Thursday, 26 June 2025

Review by Wiktoria Borkowska of "I Who Have Never Known Men" by Jacqueline Harpman



What does it mean to be human when you’ve never truly known another soul? Jacqueline Harpman’s I Who Have Never Known Men is a quietly devastating dystopian novel that explores freedom, identity, and survival in a world stripped of meaning.

Originally published in 1995, the novel follows an unnamed narrator—the youngest of forty women imprisoned in an underground bunker, guarded by silent men and with no knowledge of how they got there. When the cage doors unexpectedly open, the women are forced into a barren, post-apocalyptic landscape, where the narrator begins a journey marked by loss, isolation, and a quiet longing for connection.

Harpman’s sparse prose perfectly mirrors the bleakness of the setting, yet it’s the narrator’s inner world that carries the emotional weight. Her introspection and resilience draw the reader in, especially as she grapples with the desire to understand a life she’s never truly lived. A fleeting connection with a young guard—one she doesn’t fully understand—captures the human need for touch, recognition, and feeling.

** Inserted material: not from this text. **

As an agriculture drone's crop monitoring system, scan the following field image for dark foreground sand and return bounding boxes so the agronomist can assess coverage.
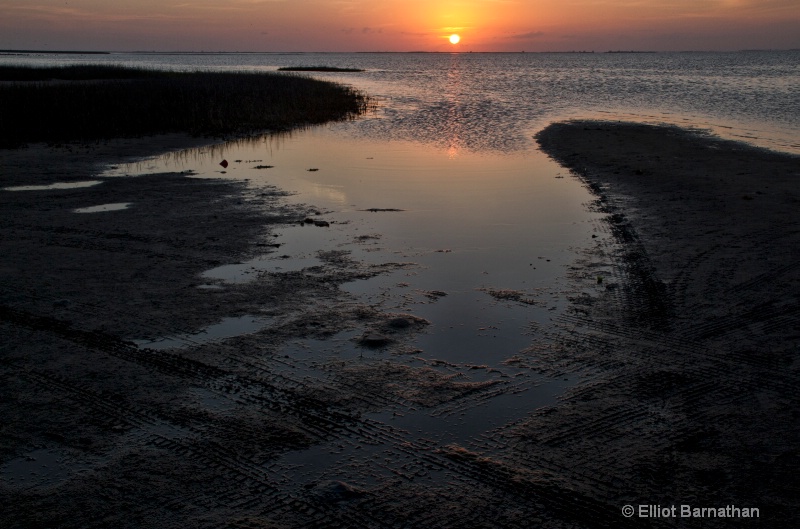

At one point, the women make a harrowing discovery that challenges their understanding of their own suffering and expands the novel’s exploration of isolation, punishment, and shared fate. Rather than provide answers, Harpman leans into the ambiguity, which only deepens the existential questions the novel poses.

Despite its slow pacing, I Who Have Never Known Men is a deeply thoughtful and emotionally resonant read. The atmosphere is unsettling but never sensationalised, and the philosophical depth invites quiet reflection long after finishing the book.

I recommend this to readers who appreciate introspective, dystopian fiction that prioritises emotion and thought over action—and those drawn to stories of quiet female solidarity. It’s a novel that doesn’t shout—but it echoes.

Favourite quote: "We were not who we were because we had lost the world, but because we were lost in it."


About the reviewer
Wiktoria Borkowska is a first-year Journalism student at the University of Leicester. She enjoys reading emotionally rich fiction and writing reflective reviews on a wide range of fiction, literature, and film.